Sundays and Cybele remains an effective, off-beat tale of innocence destroyed. It is a remarkable achievemnt for a first-time filmmaker. But compared to Jules and Jim, it looks awfully tepid. Of course, if compared with Jules and Jim, just about every film would look second-rate. The savants on the Cannes jury made a mistake. (The Oscars probably didn't.) Maybe if Truffaut had won, he would've felt comfortable enough to avoid being compromised, and his friendship with Godard might never have ended.

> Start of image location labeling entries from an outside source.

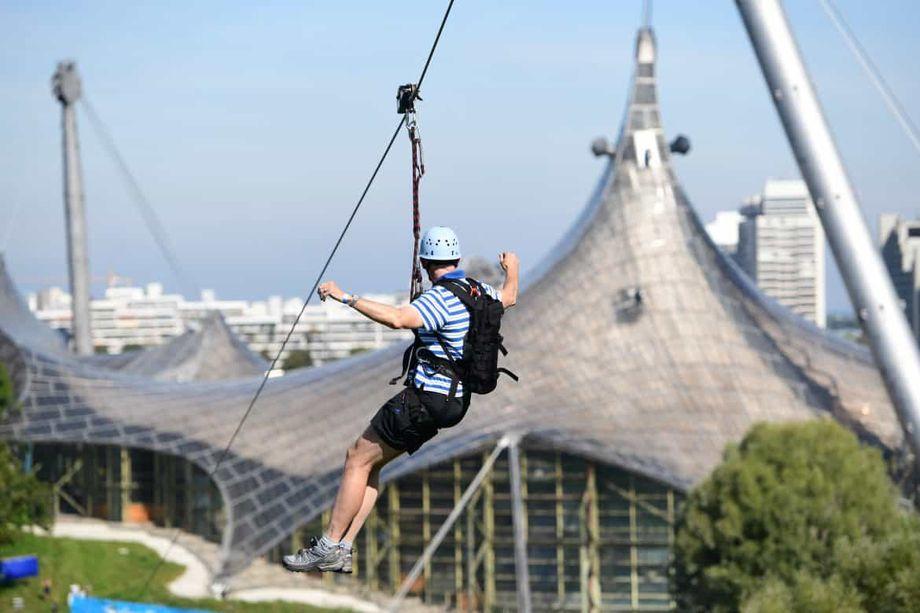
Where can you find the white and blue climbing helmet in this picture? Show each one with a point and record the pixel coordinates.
(440, 244)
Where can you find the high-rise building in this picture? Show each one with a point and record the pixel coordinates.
(723, 230)
(900, 243)
(137, 317)
(781, 247)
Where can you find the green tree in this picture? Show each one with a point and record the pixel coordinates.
(798, 517)
(24, 500)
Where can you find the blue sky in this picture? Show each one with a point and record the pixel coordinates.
(253, 126)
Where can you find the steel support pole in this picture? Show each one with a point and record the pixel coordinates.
(447, 525)
(67, 89)
(860, 263)
(519, 520)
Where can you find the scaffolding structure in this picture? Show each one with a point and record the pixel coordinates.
(598, 537)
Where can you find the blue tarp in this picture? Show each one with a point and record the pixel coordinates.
(86, 604)
(19, 567)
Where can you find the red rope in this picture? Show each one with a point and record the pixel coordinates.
(418, 169)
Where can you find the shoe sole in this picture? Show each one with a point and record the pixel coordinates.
(301, 569)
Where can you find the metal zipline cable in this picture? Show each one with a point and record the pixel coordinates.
(875, 76)
(148, 213)
(312, 291)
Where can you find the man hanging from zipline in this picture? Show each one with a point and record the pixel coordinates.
(455, 353)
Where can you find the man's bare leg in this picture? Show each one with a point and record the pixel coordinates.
(371, 492)
(363, 461)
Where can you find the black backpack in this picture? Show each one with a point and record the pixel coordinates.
(478, 367)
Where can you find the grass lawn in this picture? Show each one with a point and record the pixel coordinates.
(108, 570)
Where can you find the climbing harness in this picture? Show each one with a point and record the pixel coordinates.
(406, 96)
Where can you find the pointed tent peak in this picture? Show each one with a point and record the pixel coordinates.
(641, 143)
(210, 353)
(646, 48)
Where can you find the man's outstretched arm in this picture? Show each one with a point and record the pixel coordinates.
(398, 318)
(511, 265)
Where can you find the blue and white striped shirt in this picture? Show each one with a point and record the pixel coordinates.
(444, 314)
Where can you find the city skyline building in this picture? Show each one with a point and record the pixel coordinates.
(724, 231)
(129, 318)
(781, 246)
(899, 240)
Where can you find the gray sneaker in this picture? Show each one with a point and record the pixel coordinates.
(311, 558)
(346, 560)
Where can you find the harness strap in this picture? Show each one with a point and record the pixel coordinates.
(410, 356)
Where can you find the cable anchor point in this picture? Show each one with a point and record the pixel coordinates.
(406, 96)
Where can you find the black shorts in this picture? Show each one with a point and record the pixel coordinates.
(413, 416)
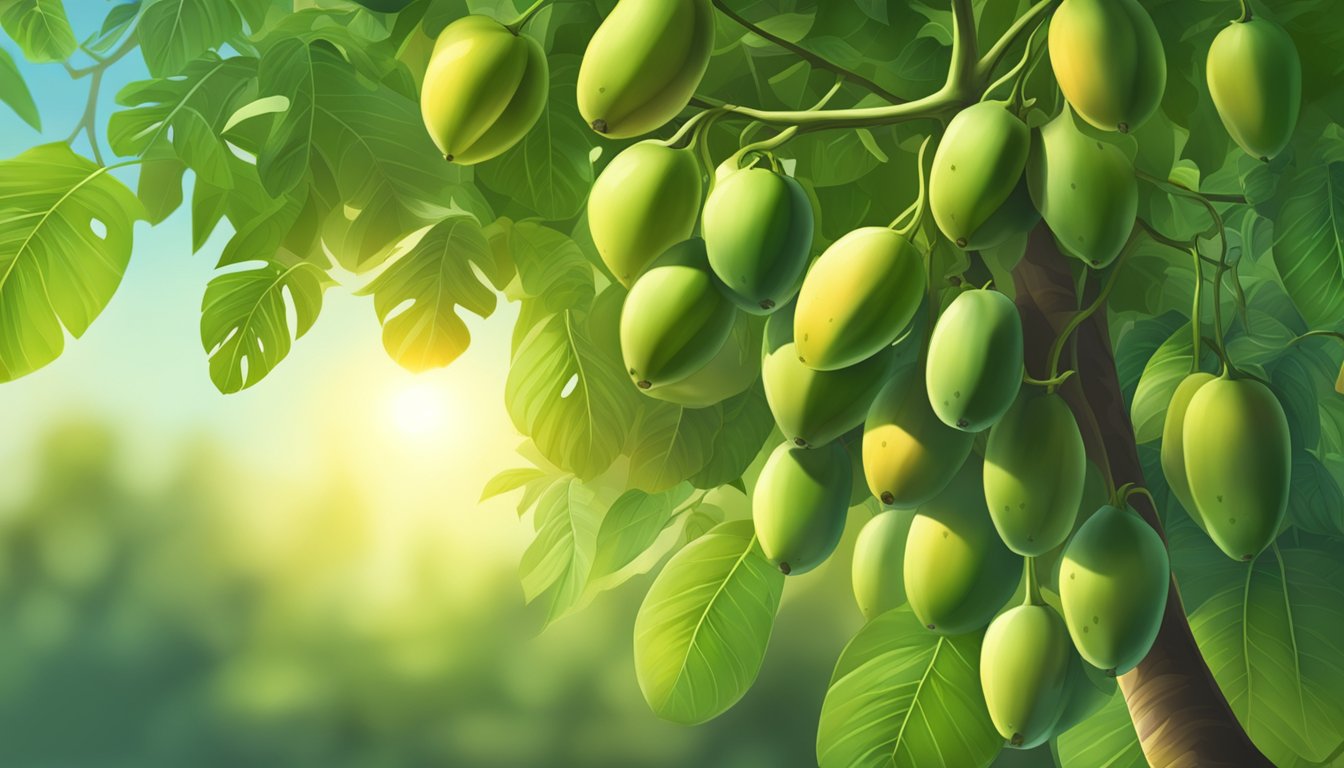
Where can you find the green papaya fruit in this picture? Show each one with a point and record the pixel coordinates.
(909, 453)
(674, 320)
(1035, 466)
(1255, 80)
(813, 408)
(645, 201)
(1024, 673)
(879, 556)
(858, 297)
(1113, 584)
(957, 572)
(1173, 443)
(735, 367)
(975, 361)
(644, 63)
(1109, 61)
(758, 232)
(1085, 188)
(1238, 460)
(484, 89)
(976, 168)
(799, 505)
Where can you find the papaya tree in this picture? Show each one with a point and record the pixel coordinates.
(1053, 292)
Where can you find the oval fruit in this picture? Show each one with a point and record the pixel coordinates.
(975, 361)
(879, 556)
(975, 171)
(758, 232)
(1238, 460)
(644, 63)
(858, 297)
(909, 453)
(957, 572)
(813, 408)
(1085, 188)
(1255, 80)
(1173, 443)
(1024, 673)
(799, 505)
(645, 201)
(674, 320)
(735, 367)
(1113, 584)
(1035, 466)
(484, 89)
(1108, 61)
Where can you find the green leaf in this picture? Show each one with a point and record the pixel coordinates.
(1309, 245)
(14, 92)
(418, 295)
(65, 241)
(1274, 640)
(549, 171)
(174, 32)
(702, 631)
(903, 696)
(561, 554)
(569, 394)
(1105, 739)
(243, 319)
(40, 28)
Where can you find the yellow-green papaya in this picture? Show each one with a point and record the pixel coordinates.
(799, 505)
(1024, 673)
(1113, 584)
(1035, 466)
(1109, 61)
(644, 63)
(975, 361)
(1255, 80)
(1173, 443)
(645, 201)
(976, 168)
(758, 232)
(484, 89)
(730, 371)
(957, 572)
(813, 408)
(858, 297)
(879, 556)
(1238, 460)
(909, 453)
(1085, 188)
(674, 320)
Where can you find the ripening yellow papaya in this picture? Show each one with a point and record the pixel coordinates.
(644, 63)
(1109, 61)
(645, 201)
(484, 89)
(1255, 80)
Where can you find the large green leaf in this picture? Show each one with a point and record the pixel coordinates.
(65, 241)
(704, 624)
(243, 319)
(174, 32)
(418, 295)
(569, 394)
(15, 93)
(903, 696)
(1274, 640)
(40, 28)
(1309, 249)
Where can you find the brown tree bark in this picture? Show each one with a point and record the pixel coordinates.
(1180, 714)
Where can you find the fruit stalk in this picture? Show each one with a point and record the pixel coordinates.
(1179, 712)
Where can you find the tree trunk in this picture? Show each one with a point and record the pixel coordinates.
(1180, 714)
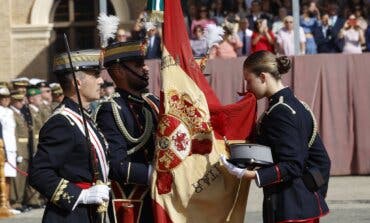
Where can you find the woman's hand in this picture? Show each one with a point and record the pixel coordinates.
(236, 171)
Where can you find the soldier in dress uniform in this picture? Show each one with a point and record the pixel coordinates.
(67, 166)
(18, 185)
(295, 186)
(128, 119)
(57, 94)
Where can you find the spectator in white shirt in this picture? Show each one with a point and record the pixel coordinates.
(245, 35)
(279, 21)
(285, 38)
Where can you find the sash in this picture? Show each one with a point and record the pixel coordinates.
(77, 119)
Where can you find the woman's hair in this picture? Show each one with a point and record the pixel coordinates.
(265, 61)
(196, 28)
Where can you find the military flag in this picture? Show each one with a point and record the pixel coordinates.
(189, 184)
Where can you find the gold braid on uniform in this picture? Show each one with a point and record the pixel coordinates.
(141, 140)
(314, 131)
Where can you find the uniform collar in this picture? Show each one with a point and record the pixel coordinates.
(285, 92)
(130, 97)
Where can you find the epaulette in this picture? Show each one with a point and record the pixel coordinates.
(109, 99)
(281, 102)
(314, 130)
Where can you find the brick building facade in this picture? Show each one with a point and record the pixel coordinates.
(30, 29)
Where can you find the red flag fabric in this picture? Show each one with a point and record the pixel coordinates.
(189, 184)
(234, 121)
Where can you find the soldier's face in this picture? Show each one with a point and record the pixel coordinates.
(138, 75)
(90, 85)
(46, 94)
(4, 101)
(255, 84)
(18, 103)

By now, all this is nothing but an anecdote in the history of film. After Cybele, Bourguignon would make only four more films, the only one of which I've seen was The Picasso Summer, a fascinating portrait of a young architect's efforts to meet an elusive Pablo Picasso in the south of France, using brilliant animation sequences of Picasso's paintings coming to life. (There was a dispute between Bourguignon and his producer during filming that precipitated his quitting the location.) I was always curious to know why Bourguignon seemed to vanish after that. But this is too often the fate of filmmakers who choose to go their own way. The fact that Bourguignon momentarily answered the call of Hollywood (something that Truffaut managed to resist) might also explain how Bourguignon somehow lost his way. I can name several talented filmmakers who suffered the same fate.